В грязном маленьком сквере проснулись одновременно Чикваидзе и Шаповалов.
Ах, как славно попито было вчера! Как громко спето! Какие делались попытки танца! Как динамичен был замах протезом! Как интенсивно пролагались маршруты дружбы и трассы взоров! Как был хорош охваченный лезгинкой Чикваидзе! (Выскакивали гривенники из карманов, опровергая с легким звоном примат материи над духом.) И как они шатались ночью, поддерживая сильными боками дома, устои, фонари… И вот теперь проснулись на груде щебня…
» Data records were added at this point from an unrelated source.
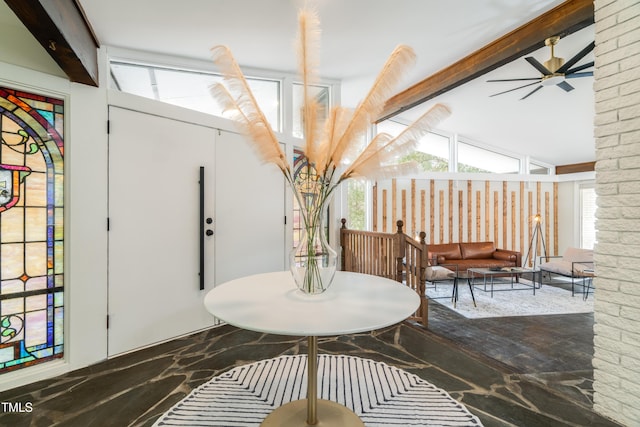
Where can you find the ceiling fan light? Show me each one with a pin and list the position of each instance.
(552, 79)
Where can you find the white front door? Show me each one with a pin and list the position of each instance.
(154, 228)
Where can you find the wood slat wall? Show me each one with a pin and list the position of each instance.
(453, 211)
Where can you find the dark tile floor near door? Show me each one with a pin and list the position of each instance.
(518, 371)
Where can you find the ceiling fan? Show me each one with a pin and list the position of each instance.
(554, 71)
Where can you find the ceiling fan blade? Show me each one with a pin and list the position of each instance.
(531, 93)
(565, 86)
(576, 58)
(514, 80)
(537, 65)
(515, 88)
(574, 75)
(579, 68)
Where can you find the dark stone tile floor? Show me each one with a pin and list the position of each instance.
(517, 371)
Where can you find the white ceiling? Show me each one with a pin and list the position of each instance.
(357, 36)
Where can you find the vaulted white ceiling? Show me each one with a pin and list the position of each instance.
(552, 125)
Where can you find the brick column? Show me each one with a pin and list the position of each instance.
(617, 253)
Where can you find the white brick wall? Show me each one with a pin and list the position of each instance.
(617, 130)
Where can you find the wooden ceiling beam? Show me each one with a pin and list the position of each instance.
(566, 18)
(62, 29)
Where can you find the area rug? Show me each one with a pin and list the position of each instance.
(547, 300)
(379, 394)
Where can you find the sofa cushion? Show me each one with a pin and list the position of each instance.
(505, 256)
(464, 264)
(477, 250)
(446, 250)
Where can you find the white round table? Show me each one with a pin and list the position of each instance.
(272, 303)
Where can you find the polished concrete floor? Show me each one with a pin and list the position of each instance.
(516, 371)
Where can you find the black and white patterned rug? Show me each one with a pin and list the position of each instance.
(379, 394)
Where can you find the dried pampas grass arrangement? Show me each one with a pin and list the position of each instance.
(334, 149)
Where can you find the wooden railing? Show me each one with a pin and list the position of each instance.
(394, 256)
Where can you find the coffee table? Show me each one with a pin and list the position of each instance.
(488, 275)
(272, 303)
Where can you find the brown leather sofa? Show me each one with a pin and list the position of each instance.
(473, 255)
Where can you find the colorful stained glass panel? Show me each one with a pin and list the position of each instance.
(31, 229)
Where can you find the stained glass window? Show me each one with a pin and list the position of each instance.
(31, 229)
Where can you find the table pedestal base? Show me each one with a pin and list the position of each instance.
(329, 414)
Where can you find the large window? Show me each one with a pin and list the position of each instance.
(320, 93)
(190, 89)
(475, 159)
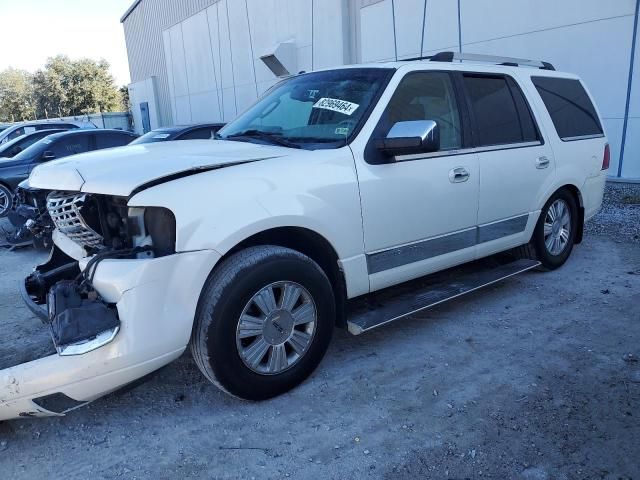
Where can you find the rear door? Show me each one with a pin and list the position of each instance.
(516, 164)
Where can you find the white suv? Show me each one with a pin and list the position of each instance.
(332, 187)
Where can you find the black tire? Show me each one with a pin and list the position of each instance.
(536, 248)
(224, 296)
(6, 200)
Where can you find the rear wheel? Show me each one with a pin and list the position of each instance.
(555, 232)
(264, 322)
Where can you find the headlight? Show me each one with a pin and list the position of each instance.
(160, 224)
(155, 227)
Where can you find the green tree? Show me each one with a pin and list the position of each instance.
(75, 87)
(17, 99)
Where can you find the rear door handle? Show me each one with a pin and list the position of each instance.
(458, 175)
(542, 162)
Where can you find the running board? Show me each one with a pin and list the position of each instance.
(397, 302)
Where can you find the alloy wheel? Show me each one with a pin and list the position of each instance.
(557, 227)
(276, 327)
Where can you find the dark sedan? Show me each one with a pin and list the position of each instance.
(59, 145)
(201, 131)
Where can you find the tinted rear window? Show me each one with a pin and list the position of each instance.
(501, 112)
(570, 107)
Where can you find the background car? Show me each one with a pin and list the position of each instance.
(19, 129)
(15, 146)
(202, 131)
(58, 145)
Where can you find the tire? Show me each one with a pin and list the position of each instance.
(538, 248)
(235, 289)
(6, 200)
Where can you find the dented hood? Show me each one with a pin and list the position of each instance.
(120, 171)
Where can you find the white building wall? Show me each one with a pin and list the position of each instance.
(214, 71)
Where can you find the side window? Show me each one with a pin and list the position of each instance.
(569, 106)
(501, 113)
(427, 96)
(70, 146)
(199, 134)
(109, 140)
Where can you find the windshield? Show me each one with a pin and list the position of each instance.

Шаповалов и Чикваидзе порылись в складках запачканной мятой одежды. Был извлечен фрагмент копченой тюльки, перышко лука, заржавевший огрызок яблока. Друзья молча позавтракали.
Познакомились они недавно. Их сплотила драка около заведения шампанских вин. В тесноте поссориться недолго. Обувь летняя, мозоли на виду.
— Я тебя зарежу! — вскричал Чикваидзе. (Шаповалов отдавил ему ногу.)
— Не тебя, а вас, — исправил Шаповалов.
Затем они долго боролись на тротуаре. И вдруг Чикваидзе сказал, ослабив пальцы на горле Шаповалова:
— Вспомнил, где я тебя видел. На премьере Тарковского в Доме кино…
С тех пор они не расставались.
Дома обступили маленький сквер. Бледное солнце вставало у них за плечами. Остатки ночной темноты прятались среди мусорных баков.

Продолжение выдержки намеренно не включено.